Bombastischer Hard Rock erster Güte mit leicht düsterem Einschlag gibt es auf "Cross purposes" zu hören. Iommis Riffs donnern kraftvoll und präzise aus den Boxen, Butlers Bass klingt böse und düster (er liefert eine seiner Besten Leistungen ab!), Rondinellis Drum - Parts grooven ohne Unterlass und Tony Martin röhrt was das Zeug hält.
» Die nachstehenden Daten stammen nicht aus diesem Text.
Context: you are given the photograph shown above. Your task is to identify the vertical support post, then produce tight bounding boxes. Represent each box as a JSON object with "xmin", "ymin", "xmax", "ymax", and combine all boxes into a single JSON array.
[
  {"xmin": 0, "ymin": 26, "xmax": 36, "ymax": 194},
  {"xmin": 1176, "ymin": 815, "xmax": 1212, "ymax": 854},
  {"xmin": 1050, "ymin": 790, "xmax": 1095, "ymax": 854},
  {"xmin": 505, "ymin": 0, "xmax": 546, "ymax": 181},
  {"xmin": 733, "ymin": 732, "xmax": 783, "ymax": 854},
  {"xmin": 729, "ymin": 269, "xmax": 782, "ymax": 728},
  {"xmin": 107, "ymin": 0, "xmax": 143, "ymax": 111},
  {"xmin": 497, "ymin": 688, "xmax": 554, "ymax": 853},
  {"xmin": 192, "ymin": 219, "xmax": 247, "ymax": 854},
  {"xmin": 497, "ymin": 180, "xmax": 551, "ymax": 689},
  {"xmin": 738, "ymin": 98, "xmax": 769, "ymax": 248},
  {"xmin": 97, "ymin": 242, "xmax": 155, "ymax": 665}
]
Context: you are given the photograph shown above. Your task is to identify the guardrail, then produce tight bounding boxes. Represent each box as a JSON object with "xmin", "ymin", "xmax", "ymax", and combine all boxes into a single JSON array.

Tatsächlich passt das Cover der CD perfekt zur Musik: Man meint, stets eine lodernde, warme Flamme brennen zu sehen, die einen Engel in seiner ganzen Schönheit langsam und unaufhaltsam zerstört. Die warme, großflächige Produktion trägt ihren entscheidenden Teil zur melancholisch - düsteren Stimmung bei.

Die zehn Songs überzeugen zudem in ihrer gut abgestimmten Ganzheitlichkeit.
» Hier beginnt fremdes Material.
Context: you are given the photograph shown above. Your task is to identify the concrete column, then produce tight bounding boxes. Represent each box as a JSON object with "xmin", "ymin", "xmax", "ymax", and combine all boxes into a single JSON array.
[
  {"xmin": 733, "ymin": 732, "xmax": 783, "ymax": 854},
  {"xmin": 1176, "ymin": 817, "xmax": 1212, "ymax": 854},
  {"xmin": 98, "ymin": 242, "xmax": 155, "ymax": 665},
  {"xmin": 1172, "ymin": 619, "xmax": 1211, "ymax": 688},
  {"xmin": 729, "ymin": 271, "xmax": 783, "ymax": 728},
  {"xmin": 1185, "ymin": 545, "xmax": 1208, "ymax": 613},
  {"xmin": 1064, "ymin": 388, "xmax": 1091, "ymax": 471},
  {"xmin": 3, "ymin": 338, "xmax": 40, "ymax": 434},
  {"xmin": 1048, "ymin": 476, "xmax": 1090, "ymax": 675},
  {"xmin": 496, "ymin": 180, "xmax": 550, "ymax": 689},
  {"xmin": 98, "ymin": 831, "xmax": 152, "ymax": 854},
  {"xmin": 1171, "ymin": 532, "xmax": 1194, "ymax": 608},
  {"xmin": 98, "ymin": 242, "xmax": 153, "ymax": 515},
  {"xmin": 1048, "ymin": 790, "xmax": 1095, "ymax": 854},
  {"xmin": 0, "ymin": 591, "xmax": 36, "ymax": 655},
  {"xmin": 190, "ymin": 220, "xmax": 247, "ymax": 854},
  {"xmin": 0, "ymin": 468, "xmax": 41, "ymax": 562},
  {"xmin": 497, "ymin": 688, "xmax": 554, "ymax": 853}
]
Flott geht es im Opener "I witness" zu Sache. Es donnert, kracht und groovt an allen Ecken und Enden. Der Härteste und Stärkste Titel des Albums!

Mit "Cross of thorns" dominiert dann die etwas düstere Schiene. Der im mittleren Tempo gehaltene Song überzeugt durch musikalische Dichte und Melodiösität. Mitreissend und gefühlvoll.
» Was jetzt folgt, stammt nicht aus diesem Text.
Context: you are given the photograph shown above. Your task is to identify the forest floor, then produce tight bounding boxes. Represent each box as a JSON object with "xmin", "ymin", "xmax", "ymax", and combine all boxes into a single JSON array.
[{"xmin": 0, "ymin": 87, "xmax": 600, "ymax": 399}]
"Psychophobia" hingegen glänzt durch seine ruppige Brachialität.

Bei "Virtual death" packt Iommi eines seiner seit den 70ern nur noch sehr sporadisch zelebrierten Lava - Riffs aus. Böse, zäh und düster fließt dieser bedrohliche, intensive Song dahin. Ein wahrer Klassiker.

"Immaculate deception" überrascht durch seine rhythmischen Breaks und Double Bass - Parts. Eigentlich ein astreiner Midtempo - Rocker, doch wird immer wieder das Tempo forciert und dann wiederum die Luft etwas rausgenommen. Gute Idee und guter Song!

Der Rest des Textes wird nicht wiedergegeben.